Beyond that, and despite Lawrence's claims that he views this incarnation of "Scrubs" as an entity of its own, the new "Scrubs" is simply a less-endearing rehash of the old "Scrubs." Once again, there is a voiceover, three fetching young characters who struggle with their insecurities and a handful of simultaneously abrasive and supportive authority figures. There are fantasy sequences and jazz hands and dramatic reversals involving patients. It plays like a rejected pilot for the original show.
I feel particularly bad for the three cast newbies. After two episodes, I remember the name of exactly one of their characters (Lucy -- and that's only because she's comedically over-matched in every scene). They're game, as is everyone associated with the show, but they've only had so much to work with so far: a Lifetime movie fantasy sequence featuring "safely ethnic dreamboat" Antonio Sabato Jr. and funny bits about "wing-moms" and "nach-bros" (well, they were funny in context, anyway). That ain't much for 22 minutes' worth of comedy.

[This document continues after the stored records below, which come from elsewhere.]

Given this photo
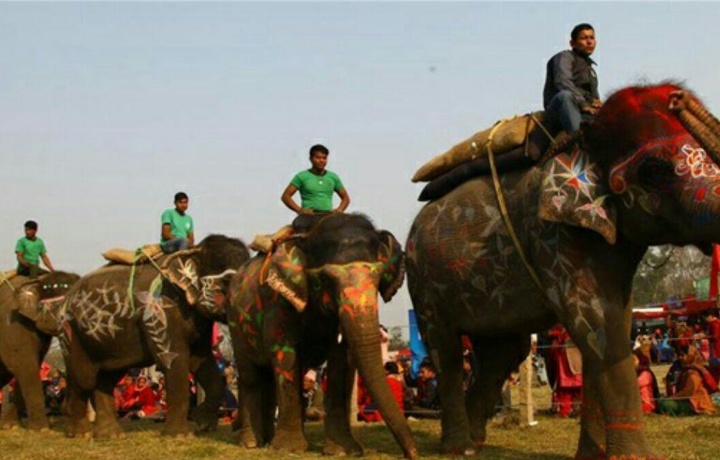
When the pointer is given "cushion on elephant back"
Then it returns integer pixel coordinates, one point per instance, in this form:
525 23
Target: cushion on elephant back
518 158
127 257
503 136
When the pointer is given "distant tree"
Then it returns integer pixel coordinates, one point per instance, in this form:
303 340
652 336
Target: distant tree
668 272
397 342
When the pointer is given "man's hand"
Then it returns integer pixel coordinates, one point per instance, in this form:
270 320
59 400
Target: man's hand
589 109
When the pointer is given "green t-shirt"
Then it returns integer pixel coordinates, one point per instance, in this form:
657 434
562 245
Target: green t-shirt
180 225
316 191
31 249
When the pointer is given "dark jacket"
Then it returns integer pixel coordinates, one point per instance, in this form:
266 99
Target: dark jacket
573 72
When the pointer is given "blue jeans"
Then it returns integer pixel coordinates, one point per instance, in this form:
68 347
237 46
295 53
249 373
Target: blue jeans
174 245
564 110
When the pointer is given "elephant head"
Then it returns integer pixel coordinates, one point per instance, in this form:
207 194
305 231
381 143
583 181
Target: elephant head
646 167
203 273
340 266
41 300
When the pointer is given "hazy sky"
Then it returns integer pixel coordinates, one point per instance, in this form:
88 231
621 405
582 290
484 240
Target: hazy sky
109 109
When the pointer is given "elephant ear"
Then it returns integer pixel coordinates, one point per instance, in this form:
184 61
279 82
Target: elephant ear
28 301
181 270
213 299
391 255
286 273
572 192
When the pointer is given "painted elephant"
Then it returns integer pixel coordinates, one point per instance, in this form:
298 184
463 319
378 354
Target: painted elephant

The bottom line is this: I'm as biased as can be, and even I can't talk myself into finding something to like about the new "Scrubs." I'll keep watching out of curiosity and gratitude -- "Scrubs" has given me eight uniformly entertaining seasons, so I owe it at least a few more episodes -- but I don't see how the show can readjust on the fly in a way that would satisfy either hard-core fans or newcomers. This won't end well.